There were promises of a national early learning and childcare program, new national standards for long-term care and a commitment to a national universal pharmacare program.
The Canadian Emergency Response Benefit will be replaced with a “transitional” Canadian Recovery Benefit through the Employment Insurance system, while the emergency wage subsidy is to be extended through to next summer.
The government also committed to helping the economy through infrastructure investment in things like rural broadband, clean energy and affordable housing. The speech also said the government would work to promote regional airline routes.
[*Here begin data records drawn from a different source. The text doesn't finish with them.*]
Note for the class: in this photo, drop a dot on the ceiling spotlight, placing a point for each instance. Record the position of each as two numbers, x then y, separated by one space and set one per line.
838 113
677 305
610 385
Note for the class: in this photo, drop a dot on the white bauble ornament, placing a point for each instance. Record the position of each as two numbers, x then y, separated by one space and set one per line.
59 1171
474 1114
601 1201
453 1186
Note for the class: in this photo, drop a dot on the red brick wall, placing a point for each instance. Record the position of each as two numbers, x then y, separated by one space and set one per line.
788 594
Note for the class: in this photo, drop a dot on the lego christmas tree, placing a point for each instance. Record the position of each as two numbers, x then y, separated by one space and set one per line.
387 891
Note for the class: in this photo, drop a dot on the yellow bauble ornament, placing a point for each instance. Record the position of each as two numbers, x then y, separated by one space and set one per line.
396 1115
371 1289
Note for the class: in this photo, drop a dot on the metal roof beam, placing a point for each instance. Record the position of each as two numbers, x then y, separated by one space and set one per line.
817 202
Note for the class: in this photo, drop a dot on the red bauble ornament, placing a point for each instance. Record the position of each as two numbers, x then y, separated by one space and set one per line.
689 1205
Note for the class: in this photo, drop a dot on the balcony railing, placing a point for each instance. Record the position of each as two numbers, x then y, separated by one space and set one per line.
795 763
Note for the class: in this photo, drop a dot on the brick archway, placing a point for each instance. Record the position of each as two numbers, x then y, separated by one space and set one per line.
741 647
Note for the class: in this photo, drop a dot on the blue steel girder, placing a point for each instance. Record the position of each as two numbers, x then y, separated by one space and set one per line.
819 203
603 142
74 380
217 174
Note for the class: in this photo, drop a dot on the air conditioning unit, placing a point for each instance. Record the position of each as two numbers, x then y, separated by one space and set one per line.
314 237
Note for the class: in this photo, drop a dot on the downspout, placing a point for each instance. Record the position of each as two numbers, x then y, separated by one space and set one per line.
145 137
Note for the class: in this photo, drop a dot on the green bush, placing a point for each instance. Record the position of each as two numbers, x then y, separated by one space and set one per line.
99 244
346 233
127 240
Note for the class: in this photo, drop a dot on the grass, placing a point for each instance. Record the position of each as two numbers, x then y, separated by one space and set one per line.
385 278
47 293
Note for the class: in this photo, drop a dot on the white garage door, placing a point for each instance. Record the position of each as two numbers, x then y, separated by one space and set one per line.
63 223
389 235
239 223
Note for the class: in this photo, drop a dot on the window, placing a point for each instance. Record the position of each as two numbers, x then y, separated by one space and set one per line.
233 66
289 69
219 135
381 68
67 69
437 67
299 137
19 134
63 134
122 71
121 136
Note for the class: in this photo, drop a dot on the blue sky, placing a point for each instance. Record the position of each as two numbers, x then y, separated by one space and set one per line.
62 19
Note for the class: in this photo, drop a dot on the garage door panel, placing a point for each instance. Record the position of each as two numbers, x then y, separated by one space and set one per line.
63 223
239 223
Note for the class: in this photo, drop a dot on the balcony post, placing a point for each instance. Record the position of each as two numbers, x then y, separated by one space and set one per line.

For seniors, there were promises of increasing old age security after age 70, boosting the Canada Pension Plan and helping to hire more personal support workers.
There was little in the speech on the agricultural front, with mentions of addressing food security by boosting local supply chains, some kudos for the work done by temporary foreign workers, and promises to continue to support supply managed sectors.
Leading up to the speech, Ruff highlighted areas of importance to him, among them addressing backlogs in beef processing and improvement to risk management in the ag sectors, improved rural broadband Internet for families working from home and children doing remote learning, and support for small businesses as well as the tourism and resource sectors.
Ruff said mentions of agriculture and rural Canada were few and far between and did little to address the true concerns of those communities.
Ruff, retired from the Canadian Armed Forces, was also hoping to see more help for the country’s veterans.
“Veterans were mentioned exactly zero times,” said Ruff. “And National Defence and our military was mentioned briefly in recognition of the incredible work they did and their contribution in the long-term care homes in Ontario and Quebec.”
Ruff said a small bright light to come of the speech was the government finally realizing the importance of getting committees up and running in order to get legislation passed.
“Unlike this special COVID committee that didn’t allow us to do anything except ask questions that they didn’t answer, at least full Parliament is back, just in a unique format,” said Ruff. “I think that is the biggest plus coming out of all of this is that we are at least back to some level of fully functioning.”
Johnston said it is obviously COVID-19 has to be first and foremost in the government’s agenda and that was the case with Wednesday’s speech.
“We are faced with a global pandemic and we have to be focused on fighting that before we can do anything else,” Johnston said.
“People are out of work because of COVID-19 and we can’t turn our backs on them. We are here to support average Canadians and that is what we do.
“Beyond that we are focusing on getting people back to work by bringing back jobs by investing in infrastructure.”
Johnston said that while the Liberals don’t yet have a candidate in Bruce-Grey-Owen Sound, they will be ready if, and when, an election is called.
“We are on the road to get a candidate and we are well down that road. I have definitely had several people approach me and ask what the process is, but at this point in time we have nobody that is announced,” said Johnston. “If an election is called last minute, we are at a point where we could get a candidate and run an election.”
The speech was followed by Prime Minister Justin Trudeau addressing the nation early Wednesday evening. The speech by the Prime Minister was essentially a plea for Canadians to do their part to get the second wave of COVID-19 under control, as well as hitting on many of the promises made in the throne speech.
He noted the federal government’s COVID alert app and asked Canadians to get their flu shots, continue to wear a mask and practice physical distancing.
He called for resiliency and patience in a time of crisis, and to protect the elderly by following health guidelines.
“It’s all too likely we won’t be gathering for Thanksgiving, but we still have a shot at Christmas,” Trudeau said.